Attending St Fergal's primary school and St Kilian's Community School in Bray as a youngster, the Olympic medallist and world-boxing champion admitted that when it came to discipline, she had her moments.
"I was okay," she reflects. "I was never in that much trouble in school because I was always too afraid to come to my Mam afterwards if I'd been disruptive. I had my good days and bad days."
The schoolyard was, of course, where Katie began her love affair with sport – famously noting that when she was six or seven, she dreamt of being an Olympic champion. Once boxing, soccer and GAA football took their grip on the youngster, homework took something of a backseat.
"Sport was always part of the family I suppose, but I was encouraged in school, too," recalls Katie. "At the time it was hard, when you had competitions to do, as you'd have to go straight into training after homework."
Katie straddled both camps until it became abundantly clear that she had a preternatural talent for boxing.
Her first title of note came in 2005 – at the European Amateur Championships in Norway – when she won the gold metal. Dropping out of UCD, Katie became one of the top aid-granted athletes in Ireland . . . and the rest is history.
But while Katie's talents were recognised from the time that she took up boxing at the age of 10, she concedes that not every youngster in the Irish educational system gets such an easy ride. In a system where the plaudits often go to the athletically able as opposed to the athletically eager, Katie agrees that it's high time for a sea change.
"The education system is different here than in the UK," she notes. "Physical education isn't encouraged over here at all, and it's not on the curriculum as a subject. It's a shame, because sport has changed my life and helped me become the best person I am."
No better time, then, for Katie to step up as the official ambassador for a brand-new initiative being rolled out in Irish schools.

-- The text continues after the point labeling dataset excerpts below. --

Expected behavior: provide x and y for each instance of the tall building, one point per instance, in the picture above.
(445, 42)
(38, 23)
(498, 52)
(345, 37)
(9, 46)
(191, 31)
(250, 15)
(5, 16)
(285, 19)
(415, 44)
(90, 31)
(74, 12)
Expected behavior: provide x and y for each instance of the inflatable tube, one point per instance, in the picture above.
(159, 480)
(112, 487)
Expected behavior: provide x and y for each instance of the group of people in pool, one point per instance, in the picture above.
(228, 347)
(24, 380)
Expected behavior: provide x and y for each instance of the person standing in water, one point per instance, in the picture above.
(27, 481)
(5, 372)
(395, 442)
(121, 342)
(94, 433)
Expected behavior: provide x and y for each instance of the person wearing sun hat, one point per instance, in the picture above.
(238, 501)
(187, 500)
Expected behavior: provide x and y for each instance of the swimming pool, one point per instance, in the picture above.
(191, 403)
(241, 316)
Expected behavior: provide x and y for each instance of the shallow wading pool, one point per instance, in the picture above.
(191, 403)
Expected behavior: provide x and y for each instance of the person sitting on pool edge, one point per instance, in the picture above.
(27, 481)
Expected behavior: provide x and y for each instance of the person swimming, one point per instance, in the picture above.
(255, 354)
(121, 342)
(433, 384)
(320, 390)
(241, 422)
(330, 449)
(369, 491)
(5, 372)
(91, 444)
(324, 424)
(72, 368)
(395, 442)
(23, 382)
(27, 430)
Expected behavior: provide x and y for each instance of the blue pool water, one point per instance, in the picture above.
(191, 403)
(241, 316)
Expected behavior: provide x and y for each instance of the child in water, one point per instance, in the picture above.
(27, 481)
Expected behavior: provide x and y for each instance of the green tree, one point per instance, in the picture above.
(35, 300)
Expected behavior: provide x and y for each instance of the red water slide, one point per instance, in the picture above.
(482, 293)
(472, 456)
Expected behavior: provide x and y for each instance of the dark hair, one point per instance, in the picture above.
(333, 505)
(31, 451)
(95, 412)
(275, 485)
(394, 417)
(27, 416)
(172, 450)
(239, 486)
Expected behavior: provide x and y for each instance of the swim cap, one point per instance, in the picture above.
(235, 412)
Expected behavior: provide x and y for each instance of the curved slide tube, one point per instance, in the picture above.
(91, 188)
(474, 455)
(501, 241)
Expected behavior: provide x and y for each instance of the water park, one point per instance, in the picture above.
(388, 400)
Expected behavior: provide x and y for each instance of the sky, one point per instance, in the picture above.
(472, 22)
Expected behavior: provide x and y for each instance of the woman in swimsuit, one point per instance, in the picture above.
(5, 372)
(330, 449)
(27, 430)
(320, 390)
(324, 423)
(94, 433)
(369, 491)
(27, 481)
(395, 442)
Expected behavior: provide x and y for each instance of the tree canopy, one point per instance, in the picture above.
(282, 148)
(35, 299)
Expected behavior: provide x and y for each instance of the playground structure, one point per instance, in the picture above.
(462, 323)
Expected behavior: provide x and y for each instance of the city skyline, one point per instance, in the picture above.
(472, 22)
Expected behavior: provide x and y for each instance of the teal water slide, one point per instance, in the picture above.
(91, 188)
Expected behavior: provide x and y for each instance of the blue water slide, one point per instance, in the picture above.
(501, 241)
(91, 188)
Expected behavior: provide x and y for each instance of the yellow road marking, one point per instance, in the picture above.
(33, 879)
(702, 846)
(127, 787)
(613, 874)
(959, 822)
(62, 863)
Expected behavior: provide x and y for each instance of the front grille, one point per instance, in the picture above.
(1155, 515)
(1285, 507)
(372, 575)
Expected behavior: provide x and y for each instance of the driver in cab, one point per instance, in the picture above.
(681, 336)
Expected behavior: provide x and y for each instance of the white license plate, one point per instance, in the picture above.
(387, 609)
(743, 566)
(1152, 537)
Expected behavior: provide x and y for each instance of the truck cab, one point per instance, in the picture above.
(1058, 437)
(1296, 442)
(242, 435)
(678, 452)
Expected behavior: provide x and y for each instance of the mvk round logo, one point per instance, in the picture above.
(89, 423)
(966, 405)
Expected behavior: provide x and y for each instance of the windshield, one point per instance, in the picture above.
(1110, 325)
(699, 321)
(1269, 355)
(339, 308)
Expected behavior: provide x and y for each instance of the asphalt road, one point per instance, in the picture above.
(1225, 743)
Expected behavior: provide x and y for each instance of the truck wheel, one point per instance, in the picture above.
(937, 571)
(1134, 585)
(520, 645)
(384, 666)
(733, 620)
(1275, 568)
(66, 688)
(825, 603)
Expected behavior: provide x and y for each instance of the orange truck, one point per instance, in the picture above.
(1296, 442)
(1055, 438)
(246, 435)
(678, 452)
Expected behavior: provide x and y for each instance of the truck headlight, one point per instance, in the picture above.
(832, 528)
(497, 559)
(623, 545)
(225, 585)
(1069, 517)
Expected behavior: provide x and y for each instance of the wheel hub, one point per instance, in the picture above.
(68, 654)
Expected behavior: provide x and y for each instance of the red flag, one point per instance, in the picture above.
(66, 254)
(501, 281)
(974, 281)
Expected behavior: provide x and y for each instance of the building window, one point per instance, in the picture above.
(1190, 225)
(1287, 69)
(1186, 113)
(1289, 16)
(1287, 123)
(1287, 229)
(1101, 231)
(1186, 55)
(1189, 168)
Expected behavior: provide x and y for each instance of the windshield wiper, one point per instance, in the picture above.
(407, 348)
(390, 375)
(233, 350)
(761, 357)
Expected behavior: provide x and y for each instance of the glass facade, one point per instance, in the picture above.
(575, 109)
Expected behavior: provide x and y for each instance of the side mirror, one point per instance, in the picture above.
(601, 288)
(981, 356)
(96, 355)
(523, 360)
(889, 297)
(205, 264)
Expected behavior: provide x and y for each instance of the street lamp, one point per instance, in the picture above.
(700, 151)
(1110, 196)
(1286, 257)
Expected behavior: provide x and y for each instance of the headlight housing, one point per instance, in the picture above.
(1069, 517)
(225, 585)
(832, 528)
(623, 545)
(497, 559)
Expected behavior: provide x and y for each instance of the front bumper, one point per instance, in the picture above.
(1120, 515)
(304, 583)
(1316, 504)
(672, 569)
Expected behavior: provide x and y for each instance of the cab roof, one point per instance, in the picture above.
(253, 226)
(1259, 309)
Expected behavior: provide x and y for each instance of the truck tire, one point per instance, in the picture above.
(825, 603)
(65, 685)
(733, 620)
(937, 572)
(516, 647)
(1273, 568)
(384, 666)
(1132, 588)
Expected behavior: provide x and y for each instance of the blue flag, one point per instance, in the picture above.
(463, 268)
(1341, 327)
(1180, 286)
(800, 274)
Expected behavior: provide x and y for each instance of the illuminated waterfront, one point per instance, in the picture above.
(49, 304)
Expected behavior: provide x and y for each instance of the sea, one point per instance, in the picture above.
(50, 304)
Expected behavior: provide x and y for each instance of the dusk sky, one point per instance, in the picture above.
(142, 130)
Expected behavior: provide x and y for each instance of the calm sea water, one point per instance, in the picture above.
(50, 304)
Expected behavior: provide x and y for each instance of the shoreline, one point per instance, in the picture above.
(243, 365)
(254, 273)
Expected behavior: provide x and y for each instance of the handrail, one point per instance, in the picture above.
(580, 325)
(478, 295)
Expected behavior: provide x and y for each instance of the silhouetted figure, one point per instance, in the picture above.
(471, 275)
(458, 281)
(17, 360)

Sky Sports Living For Sport, in partnership with Youth Sport Trust, will aim to provide mentoring and inspiration to young people and schools that take part in the initiative. It is hoped that a third of Irish secondary schools will take part in the initiative within the next three years.
Already, Sky Sports Living For Sport is a roaring success in the UK, with David Beckham, Jessica Ennis and Darren Campbell already on board as mentors.
By her own admission, the only thing Katie takes as seriously as her gruelling training regime is her mantle as a role model. And while many athletes pay no end of lip service about their influence on young kids, one gets the impression that Taylor means it word for word.
What's more, it's thought that this initiative might just give Taylor a taste for a later career in coaching.
"Boxing is a short career, and being able to give back to these young kids is more rewarding than a medal," she adds.
In a world where bad role models for young girls are ten-a-penny, soft-spoken Katie has been lauded as a breath of fresh air. She's a curious mix; boasting a ruthless fury inside the ring, and an affable, even temper outside it.
While 2012 was a momentous year for the 26-year-old, 2013 brings another challenge: after much speculation, she is planning to fight professionally for the first time in her career. In addition to working towards the EU Championship in Hungary in July, Katie has the professional World Series of Boxing in her crosshairs.